En la primavera de mis siete años dejé de escuchar a mi mamá para siempre. Hoy cuando me levanté quise conocer el reverso de las plantas que crecían sin medida en el jardín de aquella casa. Volver se tornó un imperativo, como si el regreso pudiera traerme algo de los días pasados en el patio arañando los cascotes de tierra del cantero o sacudiéndome el dolor del pinchazo de los rosales en los dedos. De niña observaba con paciencia el recorrido de baba que hacían los caracoles sobre el sendero pegado al tapial consentido de Santa Ritas.
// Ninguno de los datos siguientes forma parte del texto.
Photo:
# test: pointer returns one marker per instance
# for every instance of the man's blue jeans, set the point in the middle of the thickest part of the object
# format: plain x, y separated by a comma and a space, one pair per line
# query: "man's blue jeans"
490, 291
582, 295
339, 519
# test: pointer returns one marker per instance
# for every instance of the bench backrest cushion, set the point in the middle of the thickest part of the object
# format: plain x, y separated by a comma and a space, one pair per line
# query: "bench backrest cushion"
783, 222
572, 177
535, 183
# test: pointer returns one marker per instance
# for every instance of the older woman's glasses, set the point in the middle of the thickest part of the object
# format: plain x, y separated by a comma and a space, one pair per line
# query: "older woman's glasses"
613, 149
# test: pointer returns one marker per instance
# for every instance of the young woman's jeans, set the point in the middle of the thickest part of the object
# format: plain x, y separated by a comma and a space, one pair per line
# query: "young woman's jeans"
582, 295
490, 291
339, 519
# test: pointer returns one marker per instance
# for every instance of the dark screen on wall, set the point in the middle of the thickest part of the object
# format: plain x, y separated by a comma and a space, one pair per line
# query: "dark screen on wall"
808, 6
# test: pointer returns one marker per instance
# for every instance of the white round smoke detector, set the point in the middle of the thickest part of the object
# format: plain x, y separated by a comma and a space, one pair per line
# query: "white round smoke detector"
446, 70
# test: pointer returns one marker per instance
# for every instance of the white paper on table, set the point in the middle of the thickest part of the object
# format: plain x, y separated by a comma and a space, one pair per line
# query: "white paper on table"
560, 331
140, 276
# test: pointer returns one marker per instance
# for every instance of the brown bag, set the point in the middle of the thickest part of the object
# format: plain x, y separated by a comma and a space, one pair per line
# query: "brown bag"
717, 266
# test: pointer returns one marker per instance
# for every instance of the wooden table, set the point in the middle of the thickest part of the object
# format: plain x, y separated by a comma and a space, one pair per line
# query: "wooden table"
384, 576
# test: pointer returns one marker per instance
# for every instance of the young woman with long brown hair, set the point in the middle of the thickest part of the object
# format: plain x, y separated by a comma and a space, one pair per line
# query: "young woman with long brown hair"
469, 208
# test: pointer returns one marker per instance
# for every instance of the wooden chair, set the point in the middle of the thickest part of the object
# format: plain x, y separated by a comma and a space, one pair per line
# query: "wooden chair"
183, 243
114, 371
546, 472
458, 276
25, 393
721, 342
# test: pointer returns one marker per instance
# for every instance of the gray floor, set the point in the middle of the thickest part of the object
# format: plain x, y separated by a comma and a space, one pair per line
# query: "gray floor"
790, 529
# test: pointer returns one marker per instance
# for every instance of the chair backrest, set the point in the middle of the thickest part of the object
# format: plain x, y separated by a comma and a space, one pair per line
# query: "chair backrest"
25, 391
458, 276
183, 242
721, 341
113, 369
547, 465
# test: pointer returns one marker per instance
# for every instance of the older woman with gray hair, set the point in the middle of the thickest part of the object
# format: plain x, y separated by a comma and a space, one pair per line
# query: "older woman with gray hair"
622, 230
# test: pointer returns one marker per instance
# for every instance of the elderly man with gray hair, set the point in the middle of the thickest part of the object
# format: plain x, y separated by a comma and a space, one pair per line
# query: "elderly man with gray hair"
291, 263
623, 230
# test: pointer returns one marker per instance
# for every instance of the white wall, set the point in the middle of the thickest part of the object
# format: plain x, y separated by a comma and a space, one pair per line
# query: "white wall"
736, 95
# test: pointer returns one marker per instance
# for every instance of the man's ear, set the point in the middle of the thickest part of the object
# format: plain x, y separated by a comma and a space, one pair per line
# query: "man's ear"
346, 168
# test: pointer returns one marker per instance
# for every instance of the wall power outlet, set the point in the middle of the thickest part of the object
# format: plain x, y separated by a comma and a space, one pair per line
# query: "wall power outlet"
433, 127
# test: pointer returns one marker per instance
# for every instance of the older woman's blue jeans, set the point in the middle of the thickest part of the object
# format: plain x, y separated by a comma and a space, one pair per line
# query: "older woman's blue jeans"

Las buganvillas me gustaban pero las abejas me hacían difícil la entrada a ese universo color guinda y los caracoles eran demasiado lentos en comparación con las abejas. Aprendí que podían demorar muchos baños de mi madre cruzar el patio hasta la huerta. Siete años no son nada. Y son todo. Como en el tango nada queda de mi casa natal. Nada que me la recuerde. Ni el rosal, ni las Santa Ritas. Ni telarañas en un yuyal. Ahora hay un edificio pulcro del que salen y entran hormigas pulcras. Vuelvo a mi casa. La memoria es una aparecida entre el café y la mermelada. Es la mañana y hay velas encendidas. Y un par de miradas dispuestas a no olvidar. Hay una bombacha colgada en la ducha. En ese gesto sigo encontrándome con mi madre. Mientras la espero como cada noche desde aquella en que dejó de cantar para mí.

(Este texto fue escrito y publicado en Rosario/12 en 2014. Ahora integra Lo más simple es desnudarse, libro editado por La Parte Maldita).